Published: 06:00, 09 September 2020
A pensioner has been issued with a written warning by council officers after he attempted to preserve an historic fountain which has fallen into disrepair.
Folkestone resident Bob Mouland, 71, took it on himself to make repairs to the unique but run-down Sidney Cooper Weston Fountain, which sits in the Bruce Porter Garden on the corner of Wear Bay Road in the town.
The cast iron sculpture, which is more than 100 years old, no longer works as a fountain and over the years has rusted and been left with peeling paint.
For the last month Mr Mouland has visited the fountain daily and spent hours restoring and painting it, to prevent it falling into an even worse state.
But at 1pm Monday this week, he was approached by an officer from Folkestone and Hythe District Council who asked him to stop painting.
When Mr Mouland refused, the enforcement officer returned with two more colleagues and they issued him with a community protection warning - a notice that comes under the Anti-social Behaviour, Crime and Policing Act 2014.
According to legislation.gov.uk, the community protection notice is intended to deal with "unreasonable, ongoing problems or nuisances which negatively affect the community’s quality of life by targeting the person responsible".
The legislation consolidated previous powers, the most well-known of which were anti-social behaviour orders (ASBOs).
Mr Mouland was told to sign the form and stop his work on the fountain.
Town councillor Mary Lawes, a friend of Mr Mouland, said: "Good for Bob Mouland.
"The fountain was in a very poor state and Bob has done what the council wouldn’t do.
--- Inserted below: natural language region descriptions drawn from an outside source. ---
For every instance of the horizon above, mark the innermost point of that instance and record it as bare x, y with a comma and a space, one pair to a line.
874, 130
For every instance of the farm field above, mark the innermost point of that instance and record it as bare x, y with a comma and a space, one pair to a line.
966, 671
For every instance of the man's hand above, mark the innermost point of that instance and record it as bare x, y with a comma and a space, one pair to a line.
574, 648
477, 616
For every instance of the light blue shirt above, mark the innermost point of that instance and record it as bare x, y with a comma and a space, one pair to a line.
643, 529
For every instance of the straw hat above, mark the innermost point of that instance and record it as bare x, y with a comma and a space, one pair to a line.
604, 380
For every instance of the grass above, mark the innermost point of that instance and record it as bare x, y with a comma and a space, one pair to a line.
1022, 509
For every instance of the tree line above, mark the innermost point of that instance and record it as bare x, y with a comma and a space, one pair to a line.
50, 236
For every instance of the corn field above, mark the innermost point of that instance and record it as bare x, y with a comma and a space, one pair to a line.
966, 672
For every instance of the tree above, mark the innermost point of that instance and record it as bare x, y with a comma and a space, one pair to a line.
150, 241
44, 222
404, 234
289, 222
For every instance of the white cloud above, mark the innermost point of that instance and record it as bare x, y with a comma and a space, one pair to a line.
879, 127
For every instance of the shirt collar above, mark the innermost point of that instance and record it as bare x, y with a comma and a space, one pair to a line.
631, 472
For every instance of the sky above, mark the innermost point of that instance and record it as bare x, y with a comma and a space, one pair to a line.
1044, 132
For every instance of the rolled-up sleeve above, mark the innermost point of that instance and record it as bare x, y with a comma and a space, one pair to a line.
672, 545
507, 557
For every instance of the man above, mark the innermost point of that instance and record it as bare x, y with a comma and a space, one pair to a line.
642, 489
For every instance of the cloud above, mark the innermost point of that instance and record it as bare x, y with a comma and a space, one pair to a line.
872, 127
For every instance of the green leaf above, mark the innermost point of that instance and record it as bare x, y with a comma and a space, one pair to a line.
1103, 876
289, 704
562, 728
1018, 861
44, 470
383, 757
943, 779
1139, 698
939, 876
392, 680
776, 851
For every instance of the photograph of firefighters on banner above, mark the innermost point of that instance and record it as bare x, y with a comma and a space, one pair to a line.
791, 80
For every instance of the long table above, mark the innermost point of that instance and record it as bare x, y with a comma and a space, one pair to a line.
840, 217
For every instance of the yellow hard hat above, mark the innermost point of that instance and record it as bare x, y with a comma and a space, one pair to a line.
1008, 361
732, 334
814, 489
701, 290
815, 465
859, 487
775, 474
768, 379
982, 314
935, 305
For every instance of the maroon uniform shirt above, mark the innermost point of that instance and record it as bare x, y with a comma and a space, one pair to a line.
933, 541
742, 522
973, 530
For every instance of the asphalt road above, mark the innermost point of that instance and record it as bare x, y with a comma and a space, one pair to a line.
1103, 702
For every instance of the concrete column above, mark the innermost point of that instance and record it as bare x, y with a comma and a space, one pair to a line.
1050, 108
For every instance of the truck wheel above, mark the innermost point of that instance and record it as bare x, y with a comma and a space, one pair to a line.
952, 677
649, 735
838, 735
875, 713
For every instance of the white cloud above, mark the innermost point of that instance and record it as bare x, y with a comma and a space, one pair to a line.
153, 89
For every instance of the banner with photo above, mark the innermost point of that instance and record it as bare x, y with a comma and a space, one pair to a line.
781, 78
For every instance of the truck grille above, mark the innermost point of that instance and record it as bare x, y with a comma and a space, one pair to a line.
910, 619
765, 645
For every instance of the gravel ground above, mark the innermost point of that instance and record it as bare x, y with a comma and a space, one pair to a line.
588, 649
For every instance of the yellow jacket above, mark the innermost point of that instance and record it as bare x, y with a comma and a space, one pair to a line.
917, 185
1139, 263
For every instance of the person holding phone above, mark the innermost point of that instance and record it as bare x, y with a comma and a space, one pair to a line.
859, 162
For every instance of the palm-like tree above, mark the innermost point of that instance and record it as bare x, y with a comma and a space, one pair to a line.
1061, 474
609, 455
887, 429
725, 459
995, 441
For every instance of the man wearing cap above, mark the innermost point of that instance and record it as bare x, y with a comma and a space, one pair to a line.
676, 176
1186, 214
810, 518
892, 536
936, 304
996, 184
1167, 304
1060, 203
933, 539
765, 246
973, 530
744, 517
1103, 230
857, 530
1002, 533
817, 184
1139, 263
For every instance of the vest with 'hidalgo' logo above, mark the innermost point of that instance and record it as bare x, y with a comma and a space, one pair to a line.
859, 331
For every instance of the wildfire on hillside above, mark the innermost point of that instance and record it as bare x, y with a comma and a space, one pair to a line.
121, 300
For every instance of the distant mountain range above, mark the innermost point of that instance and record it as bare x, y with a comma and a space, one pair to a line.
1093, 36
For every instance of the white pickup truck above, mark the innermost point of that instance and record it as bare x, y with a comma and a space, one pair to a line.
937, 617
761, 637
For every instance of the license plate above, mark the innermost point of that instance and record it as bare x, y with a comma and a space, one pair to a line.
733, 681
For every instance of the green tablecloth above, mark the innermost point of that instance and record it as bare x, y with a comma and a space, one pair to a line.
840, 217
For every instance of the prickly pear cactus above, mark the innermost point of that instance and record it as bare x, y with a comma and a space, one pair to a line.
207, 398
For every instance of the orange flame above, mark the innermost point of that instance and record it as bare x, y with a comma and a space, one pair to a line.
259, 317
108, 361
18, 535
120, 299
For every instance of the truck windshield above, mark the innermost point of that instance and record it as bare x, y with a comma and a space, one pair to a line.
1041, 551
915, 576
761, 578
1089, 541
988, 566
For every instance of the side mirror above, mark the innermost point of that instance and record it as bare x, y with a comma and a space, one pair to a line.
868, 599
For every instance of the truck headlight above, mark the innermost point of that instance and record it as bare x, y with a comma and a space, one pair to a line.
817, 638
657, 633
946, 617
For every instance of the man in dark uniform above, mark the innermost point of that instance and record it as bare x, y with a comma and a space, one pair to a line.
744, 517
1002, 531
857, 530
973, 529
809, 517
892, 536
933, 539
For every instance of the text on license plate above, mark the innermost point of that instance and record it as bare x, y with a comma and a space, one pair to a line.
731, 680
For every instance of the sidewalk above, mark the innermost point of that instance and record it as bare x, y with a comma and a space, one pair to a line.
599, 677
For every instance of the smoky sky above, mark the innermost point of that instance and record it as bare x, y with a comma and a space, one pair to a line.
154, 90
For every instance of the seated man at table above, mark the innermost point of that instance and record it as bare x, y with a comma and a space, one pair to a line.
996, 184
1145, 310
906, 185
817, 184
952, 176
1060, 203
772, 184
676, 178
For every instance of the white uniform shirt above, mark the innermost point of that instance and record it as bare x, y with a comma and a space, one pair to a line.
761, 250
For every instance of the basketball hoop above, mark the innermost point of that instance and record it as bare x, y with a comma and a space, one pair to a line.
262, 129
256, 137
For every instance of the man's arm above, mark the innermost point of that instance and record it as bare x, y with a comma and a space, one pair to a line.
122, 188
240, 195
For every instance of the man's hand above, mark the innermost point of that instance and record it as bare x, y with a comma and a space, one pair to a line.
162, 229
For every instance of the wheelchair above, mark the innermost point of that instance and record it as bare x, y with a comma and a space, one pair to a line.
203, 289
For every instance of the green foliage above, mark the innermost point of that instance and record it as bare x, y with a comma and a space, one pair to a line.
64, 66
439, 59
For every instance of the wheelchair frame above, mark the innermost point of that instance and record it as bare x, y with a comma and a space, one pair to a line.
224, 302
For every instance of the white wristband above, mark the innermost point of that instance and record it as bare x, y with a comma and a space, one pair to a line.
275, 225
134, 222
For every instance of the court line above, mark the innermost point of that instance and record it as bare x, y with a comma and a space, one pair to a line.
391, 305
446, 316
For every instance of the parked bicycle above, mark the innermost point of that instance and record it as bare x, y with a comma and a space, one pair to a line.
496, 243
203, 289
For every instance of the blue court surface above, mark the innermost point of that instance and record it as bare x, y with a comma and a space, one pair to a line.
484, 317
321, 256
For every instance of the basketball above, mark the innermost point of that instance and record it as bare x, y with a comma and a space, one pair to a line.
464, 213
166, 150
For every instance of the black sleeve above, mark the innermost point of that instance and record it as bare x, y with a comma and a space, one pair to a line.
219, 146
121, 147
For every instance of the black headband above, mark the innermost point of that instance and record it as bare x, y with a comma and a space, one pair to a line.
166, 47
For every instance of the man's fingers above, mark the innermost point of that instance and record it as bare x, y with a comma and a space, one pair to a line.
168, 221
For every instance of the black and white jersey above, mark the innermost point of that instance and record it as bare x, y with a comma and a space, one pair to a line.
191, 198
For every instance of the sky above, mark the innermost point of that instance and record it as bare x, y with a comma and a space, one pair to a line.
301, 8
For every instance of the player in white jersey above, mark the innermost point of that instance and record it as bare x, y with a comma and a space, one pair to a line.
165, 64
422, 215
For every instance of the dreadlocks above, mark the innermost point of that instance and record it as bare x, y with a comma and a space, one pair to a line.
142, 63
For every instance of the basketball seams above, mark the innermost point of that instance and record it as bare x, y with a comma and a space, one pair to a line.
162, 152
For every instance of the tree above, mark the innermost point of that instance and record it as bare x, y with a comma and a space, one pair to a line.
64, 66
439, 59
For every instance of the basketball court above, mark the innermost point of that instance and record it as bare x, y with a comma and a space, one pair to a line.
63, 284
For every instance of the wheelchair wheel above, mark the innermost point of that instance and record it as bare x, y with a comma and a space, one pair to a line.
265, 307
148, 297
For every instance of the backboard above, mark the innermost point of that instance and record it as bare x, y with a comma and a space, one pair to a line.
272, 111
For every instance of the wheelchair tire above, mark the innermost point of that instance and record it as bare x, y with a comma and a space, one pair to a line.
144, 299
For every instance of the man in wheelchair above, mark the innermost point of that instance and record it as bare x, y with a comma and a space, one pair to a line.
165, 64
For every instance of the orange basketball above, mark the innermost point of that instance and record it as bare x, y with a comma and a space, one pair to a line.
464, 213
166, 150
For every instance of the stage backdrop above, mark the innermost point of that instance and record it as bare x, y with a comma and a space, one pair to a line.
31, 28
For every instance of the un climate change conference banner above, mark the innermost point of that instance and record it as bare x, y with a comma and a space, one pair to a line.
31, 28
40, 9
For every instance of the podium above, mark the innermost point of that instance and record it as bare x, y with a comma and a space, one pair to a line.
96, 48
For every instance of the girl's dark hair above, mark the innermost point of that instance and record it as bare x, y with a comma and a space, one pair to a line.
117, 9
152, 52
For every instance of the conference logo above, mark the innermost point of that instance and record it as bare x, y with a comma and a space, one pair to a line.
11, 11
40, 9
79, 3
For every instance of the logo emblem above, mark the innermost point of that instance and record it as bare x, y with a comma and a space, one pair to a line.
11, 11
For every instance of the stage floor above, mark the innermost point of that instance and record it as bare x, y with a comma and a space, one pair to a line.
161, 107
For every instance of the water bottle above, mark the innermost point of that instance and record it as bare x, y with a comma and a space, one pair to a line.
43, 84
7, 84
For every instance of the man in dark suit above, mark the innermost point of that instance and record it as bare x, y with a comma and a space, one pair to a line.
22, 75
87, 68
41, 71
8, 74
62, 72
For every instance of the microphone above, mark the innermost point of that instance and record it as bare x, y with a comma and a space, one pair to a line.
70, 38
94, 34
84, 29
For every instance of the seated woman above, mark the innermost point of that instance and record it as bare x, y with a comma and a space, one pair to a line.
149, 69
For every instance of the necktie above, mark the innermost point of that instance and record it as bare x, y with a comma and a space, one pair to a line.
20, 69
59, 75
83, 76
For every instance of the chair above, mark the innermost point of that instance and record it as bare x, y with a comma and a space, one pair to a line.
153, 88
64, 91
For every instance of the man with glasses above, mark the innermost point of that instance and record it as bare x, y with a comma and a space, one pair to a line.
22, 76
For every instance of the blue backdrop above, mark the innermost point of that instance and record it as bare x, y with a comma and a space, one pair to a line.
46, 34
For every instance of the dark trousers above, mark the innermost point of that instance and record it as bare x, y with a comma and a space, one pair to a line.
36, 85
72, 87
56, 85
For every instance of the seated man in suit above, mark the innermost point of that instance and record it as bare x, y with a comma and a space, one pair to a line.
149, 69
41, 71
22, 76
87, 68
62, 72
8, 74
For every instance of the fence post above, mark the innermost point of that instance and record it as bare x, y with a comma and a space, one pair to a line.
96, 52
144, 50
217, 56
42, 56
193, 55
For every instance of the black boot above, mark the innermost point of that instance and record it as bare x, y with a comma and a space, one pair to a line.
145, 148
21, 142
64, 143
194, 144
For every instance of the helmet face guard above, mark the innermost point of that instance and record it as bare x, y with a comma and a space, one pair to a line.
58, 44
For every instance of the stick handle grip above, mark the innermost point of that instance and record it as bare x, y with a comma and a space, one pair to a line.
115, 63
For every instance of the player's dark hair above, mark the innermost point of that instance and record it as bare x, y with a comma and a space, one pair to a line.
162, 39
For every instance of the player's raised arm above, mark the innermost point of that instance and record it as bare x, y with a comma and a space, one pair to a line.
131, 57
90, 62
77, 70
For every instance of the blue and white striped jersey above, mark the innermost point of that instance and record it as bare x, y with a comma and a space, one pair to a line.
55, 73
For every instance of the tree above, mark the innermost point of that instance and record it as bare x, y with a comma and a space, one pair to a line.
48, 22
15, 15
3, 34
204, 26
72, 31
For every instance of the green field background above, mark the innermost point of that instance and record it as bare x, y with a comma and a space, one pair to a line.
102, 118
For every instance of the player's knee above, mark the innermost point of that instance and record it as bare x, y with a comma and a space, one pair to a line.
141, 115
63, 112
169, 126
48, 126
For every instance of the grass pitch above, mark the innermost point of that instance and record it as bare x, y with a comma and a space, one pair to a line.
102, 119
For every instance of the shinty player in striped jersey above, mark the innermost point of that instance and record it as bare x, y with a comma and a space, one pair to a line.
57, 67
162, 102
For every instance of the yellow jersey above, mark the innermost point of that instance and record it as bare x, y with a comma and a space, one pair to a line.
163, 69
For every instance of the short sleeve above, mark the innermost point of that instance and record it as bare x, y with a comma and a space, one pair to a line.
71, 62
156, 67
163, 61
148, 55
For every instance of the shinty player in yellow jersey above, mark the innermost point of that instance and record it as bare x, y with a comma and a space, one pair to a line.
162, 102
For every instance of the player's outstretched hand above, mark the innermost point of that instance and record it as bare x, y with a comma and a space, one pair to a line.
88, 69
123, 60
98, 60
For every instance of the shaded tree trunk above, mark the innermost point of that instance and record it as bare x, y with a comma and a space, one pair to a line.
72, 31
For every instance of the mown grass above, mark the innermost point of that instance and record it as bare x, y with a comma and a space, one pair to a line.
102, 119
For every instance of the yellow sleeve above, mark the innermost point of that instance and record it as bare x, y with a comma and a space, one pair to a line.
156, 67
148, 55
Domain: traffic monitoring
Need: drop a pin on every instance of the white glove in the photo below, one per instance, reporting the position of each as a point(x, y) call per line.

He has revitalised as well as protected the bottom part of the fountain."
Cllr Lawes said a "shocked" Mr Mouland stopped at her house to let her know that he was issued with the warning.
She added: "The council seemed a bit heavy handed, as only three lower areas need glossing and the fountain would have been finished.
"Bob genuinely wants to support the towns's heritage for its people.
"Bob paid for all the paint and equipment himself and has overwhelming support from the community."
Mr Mouland added: "71 years without a blemish on my record, now this."
The fountain was built in 1897 and was created at the Brittania Iron Works by Andrew Handyside & Co in memory of photographer Sidney Cooper Weston, a Christian philanthropist, a temperance advocate and member of The Society Of Friends who worked tirelessly for the town.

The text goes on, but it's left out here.